Palavras-chave: Audiência de custódia. Direito Brasileiro. Direitos fundamentais. Preso


1 INTRODUÇÃO

O objetivo do presente é analisar o instituto da audiência de custódia no Direito Penal Brasileiro como um direito humano e fundamental constante na própria Constituição e em tratados internacionais os quais o Brasil faz parte. Serão abordados desde o conceito, a previsão normativa, finalidades até a real aplicação do instituto. É importante salientar que vem aumentado a cada dia os debates quanto a eficiência e a necessidade das prisões, uma vez que a população carcerária cresce diariamente e a estrutura prisional do Brasil continua precária.

A pesquisa traz em questão qual o significado, as consequências e os objetivos da prisão no Direito Brasileiro atual, analisando os pontos positivos e negativos da implementação das audiências de custódia. Além disso, será feita uma reflexão acerca do referido instituto ser considerado direito fundamental do preso. Todo o trabalho está voltado para as prisões, suas finalidades e a necessidade de acautelamento estatal.

Atualmente, no Brasil, as condições carcerárias são extremamente precárias e, em muitas das vezes, não garantem o mínimo direito e bem estar do preso. Não é raro encontrar presídios superlotados, em más condições, sujas e até mesmo com bichos em meio aos presos. E, são por tais circunstâncias que é necessária uma mudança, trazendo uma garantia dos direitos humanos dos presos, a proteção das condições mínimas de encarceramento, do cumprimento da lei de da finalidade da prisão. Assim, a audiência de custódia surgiu para solucionar os problemas prisionais brasileiros.
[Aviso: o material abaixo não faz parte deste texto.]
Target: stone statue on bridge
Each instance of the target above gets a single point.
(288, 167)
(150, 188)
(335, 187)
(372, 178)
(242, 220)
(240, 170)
Porém, a utilização desse instituto no Brasil tem gerado inúmeras discussões e conflitos sobre a sua contribuição para o judiciário e sistema prisional brasileiro. Ao mesmo tempo que a audiência de custódia é considerada como direito fundamental do preso e, por isso, é necessária, tal fato esbarra na falta de estrutura e inviabilidade de aplicação desse instituto no judiciário brasileiro.

O sistema judiciário brasileiro carece de normas que regulamentem as audiências de custódia e, principalmente, de recursos que viabilizem a prática. Por esse motivo, muitos doutrinadores têm defendido a não aplicação do instituto com o fundamento na sua desnecessidade, nos poucos benefícios que o seu uso traria e no elevado investimento financeiro que deveria ser feito para possibilitar o trabalho de maneira efetiva.

Essa discussão tem tomado grandes proporções principalmente nos tempos atuais, em que os direitos humanos têm tomado uma certa prioridade e, na medida que vão se internacionalizando, vão se tornando mais fortes e, consequentemente, de cumprimento obrigatório, sempre em busca de uma proteção mais eficiente. Assim, é possível afirmar que tal internacionalização de direitos humanos e, principalmente, da legislação que prevê a existência das audiências de custódia tem contribuído de maneira eficaz para a aplicação do instituto.

Considerando a audiência de custódia um direito humano fundamental, o desrespeito à sua aplicação pode causar uma omissão ou negligência por parte do estado frente a garantia de tais direitos. Ora, sendo o estado considerado garantidor de direitos e, a audiência de custódia um direito fundamental do preso, o estado não poderá desrespeitar as previsões legais, sob pena de desrespeito aos direitos fundamentais e ao seu principal objetivo.

A audiência de custódia, no Brasil, vem tentando combater a superlotação e a desumanização das penas que acontecem nas penitenciárias. A tentativa de apresentar imediatamente os presos ao juiz é a chance de proporcionar uma análise prévia de documentos e de fatos que, em muitas das vezes, poderá contribuir para um sistema prisional melhor. O contato pessoal do preso com as autoridades judiciárias é de extrema importância para a humanização da sua prisão, para que o detento entenda seus direitos e deveres e, também para o efetivo cumprimento da lei, análise de legalidade, entre outros benefícios.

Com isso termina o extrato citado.